Alas, we cannot be too optimistic about the status of the Russian language for the time being. Its environment is gradually shrinking and this process cannot be stopped without serious government efforts. This will entail considerable spending on language courses, manuals and other teaching materials, upgrading courses for teachers and many other things. China, for one, opens Confucius courses and study rooms all over the world – a new one every four days on average. Obviously, we can’t compete with China but the existence of the problem is acknowledged by all. Moreover, the experience of our cultural centers abroad shows that the demand for learning Russian is great, but our resources can’t keep up. It would be a big step forward if we were just able to give everyone who wants to learn Russian the opportunity to do so.
As for Russian language media and online resources, I think their role has been seriously underrated. In school we used to be taught this certain quote by Lenin: "A newspaper is not only collective agitprop but also a collective organizer.” Actually, this phrase has certain logic for our compatriots abroad – it is media that brings people together and acts as a platform for communication and discussion, helping our compatriots abroad stay in touch with each other.
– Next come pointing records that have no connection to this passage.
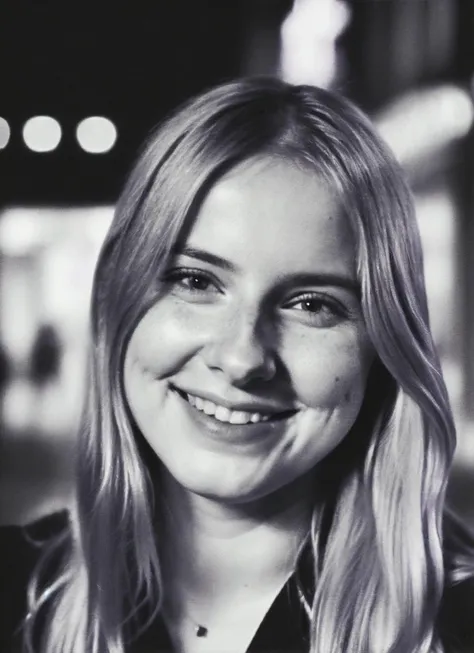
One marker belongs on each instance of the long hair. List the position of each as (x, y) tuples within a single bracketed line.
[(377, 534)]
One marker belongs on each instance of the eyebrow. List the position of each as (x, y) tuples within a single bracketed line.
[(300, 278)]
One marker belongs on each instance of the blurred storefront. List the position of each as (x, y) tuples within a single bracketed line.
[(409, 63)]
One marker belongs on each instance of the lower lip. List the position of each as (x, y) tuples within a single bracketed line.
[(239, 433)]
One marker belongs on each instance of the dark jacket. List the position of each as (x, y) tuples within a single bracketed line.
[(283, 630)]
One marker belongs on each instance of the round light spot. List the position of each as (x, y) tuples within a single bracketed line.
[(42, 133), (4, 133), (96, 134)]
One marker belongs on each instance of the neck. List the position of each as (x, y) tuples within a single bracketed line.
[(213, 547)]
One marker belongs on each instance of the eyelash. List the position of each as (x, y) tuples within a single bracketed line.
[(178, 276), (323, 300)]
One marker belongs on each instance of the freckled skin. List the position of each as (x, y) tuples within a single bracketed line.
[(269, 218)]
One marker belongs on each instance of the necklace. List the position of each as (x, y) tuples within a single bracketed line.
[(202, 631)]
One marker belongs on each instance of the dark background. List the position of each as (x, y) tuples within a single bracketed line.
[(133, 63)]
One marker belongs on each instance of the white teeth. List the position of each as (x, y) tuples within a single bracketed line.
[(223, 414), (209, 407), (239, 417), (199, 403)]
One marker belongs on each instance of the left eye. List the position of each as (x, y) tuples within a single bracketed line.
[(320, 311), (191, 281), (195, 282)]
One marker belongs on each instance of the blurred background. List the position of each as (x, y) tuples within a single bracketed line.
[(82, 85)]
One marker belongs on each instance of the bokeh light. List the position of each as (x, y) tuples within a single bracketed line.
[(42, 133), (96, 134), (4, 133)]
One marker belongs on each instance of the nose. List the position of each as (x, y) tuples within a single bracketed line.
[(242, 351)]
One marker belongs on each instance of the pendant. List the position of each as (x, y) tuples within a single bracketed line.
[(201, 631)]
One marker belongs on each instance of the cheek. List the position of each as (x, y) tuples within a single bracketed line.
[(331, 371), (164, 340)]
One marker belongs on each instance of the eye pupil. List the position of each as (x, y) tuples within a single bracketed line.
[(311, 305), (198, 283)]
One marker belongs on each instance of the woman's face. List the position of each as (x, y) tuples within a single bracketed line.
[(252, 365)]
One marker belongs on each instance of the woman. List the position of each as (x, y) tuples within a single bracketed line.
[(264, 453)]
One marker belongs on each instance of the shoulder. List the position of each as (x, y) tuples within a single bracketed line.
[(21, 548), (456, 616)]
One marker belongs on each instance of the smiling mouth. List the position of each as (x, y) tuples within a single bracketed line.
[(228, 416)]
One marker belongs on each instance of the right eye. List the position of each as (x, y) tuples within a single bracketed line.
[(191, 281)]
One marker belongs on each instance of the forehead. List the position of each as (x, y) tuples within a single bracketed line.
[(274, 214)]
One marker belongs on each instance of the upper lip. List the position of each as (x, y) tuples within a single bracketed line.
[(245, 406)]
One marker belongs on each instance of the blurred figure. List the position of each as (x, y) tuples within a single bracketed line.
[(45, 356)]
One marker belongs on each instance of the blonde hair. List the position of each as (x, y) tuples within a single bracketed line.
[(377, 537)]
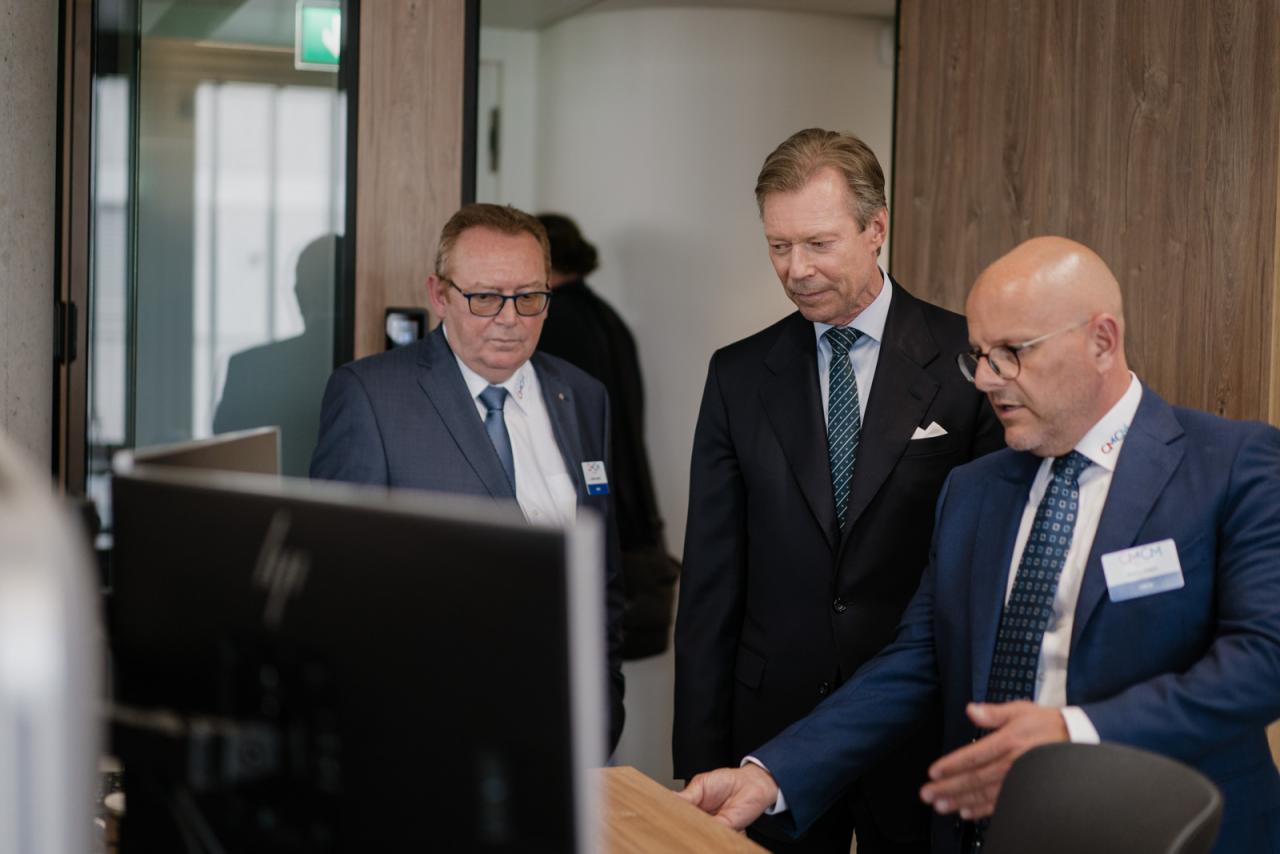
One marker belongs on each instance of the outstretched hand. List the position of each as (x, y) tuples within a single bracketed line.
[(968, 780), (735, 797)]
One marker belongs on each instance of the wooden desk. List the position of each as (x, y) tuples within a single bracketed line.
[(641, 817)]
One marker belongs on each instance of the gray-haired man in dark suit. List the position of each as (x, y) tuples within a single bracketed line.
[(472, 409)]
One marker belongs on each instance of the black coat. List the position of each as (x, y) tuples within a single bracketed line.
[(585, 330), (778, 604)]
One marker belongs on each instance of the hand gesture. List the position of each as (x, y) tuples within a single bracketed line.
[(736, 797)]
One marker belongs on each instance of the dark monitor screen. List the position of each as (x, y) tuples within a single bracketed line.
[(318, 667)]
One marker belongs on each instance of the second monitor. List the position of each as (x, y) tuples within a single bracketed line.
[(312, 667)]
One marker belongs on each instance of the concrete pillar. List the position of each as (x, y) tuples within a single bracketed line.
[(28, 151)]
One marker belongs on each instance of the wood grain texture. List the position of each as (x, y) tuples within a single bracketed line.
[(1146, 129), (641, 817), (410, 151)]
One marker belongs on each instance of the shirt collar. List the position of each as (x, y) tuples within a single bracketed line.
[(1101, 444), (519, 386), (871, 320)]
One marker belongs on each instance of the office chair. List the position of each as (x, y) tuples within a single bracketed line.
[(1097, 798)]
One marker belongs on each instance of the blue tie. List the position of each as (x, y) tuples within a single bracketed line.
[(496, 425), (1031, 603), (844, 416)]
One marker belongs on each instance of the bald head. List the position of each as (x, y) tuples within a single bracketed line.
[(1054, 278), (1056, 305)]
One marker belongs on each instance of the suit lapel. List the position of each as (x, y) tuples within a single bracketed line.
[(901, 394), (792, 403), (988, 572), (1148, 459), (562, 409), (442, 382)]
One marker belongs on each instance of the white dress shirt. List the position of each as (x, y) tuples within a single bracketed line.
[(864, 355), (544, 489), (1101, 444)]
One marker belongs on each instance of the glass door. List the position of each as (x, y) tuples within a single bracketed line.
[(219, 208)]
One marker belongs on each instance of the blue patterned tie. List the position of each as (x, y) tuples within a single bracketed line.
[(496, 425), (844, 416), (1031, 603)]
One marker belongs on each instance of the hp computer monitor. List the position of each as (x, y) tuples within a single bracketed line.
[(319, 667)]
We have proposed establishing a special fund to support Russian language media abroad because their social and communicative role is fairly large, and many of them find it hard to survive in current market conditions without outside help. The Government Commission on Compatriots Living Abroad will discuss this initiative in the near future. We hope that this initiative will eventually receive organizational and material support from the national leadership.
Do you think that our compatriots abroad can help foster a friendly environment for Russia in the long term?
This is why our work with compatriots is deeply important. They will be the direct beneficiaries of better relations between Russia and their country of residence. But again, their lives can differ greatly depending on where they live. In some countries Russians hold important positions in government, business and society and quite often they suggest ideas on how to use their influence for the benefit of bilateral relations. In fact, many are enthusiastic about this and are doing what they can to help.
But there are also millions who need our support and attention and do not yet belong to any influential organizations. There are also countries where our compatriots and their organizations are divided by disagreements that are often exploited by the local authorities and even security agencies, to divide and conquer, so to speak. As I have already said, the circumstances are different.
But this is exactly why we are now setting the goal of forming a global Russian world (we have even suggested calling it "Русский мiр” in the old spelling) that would unite not only compatriots but all Russophiles on a global scale just like all French speakers are united by the Francophone project. This project should be based not on political loyalty or ideology but on the cultural and linguistic self-identification of people who want to feel part of the great culture of Leo Tolstoy and Pyotr Tchaikovsky.
I don’t think this idea is utopian, but to become reality it needs the support not only of one federal agency or the state but the entire society. If we start implementing this idea with the entire Russian world, we will change attitudes not only to Russia as a country but also to ethnic Russians and Russia citizens. I think it’s worth the effort.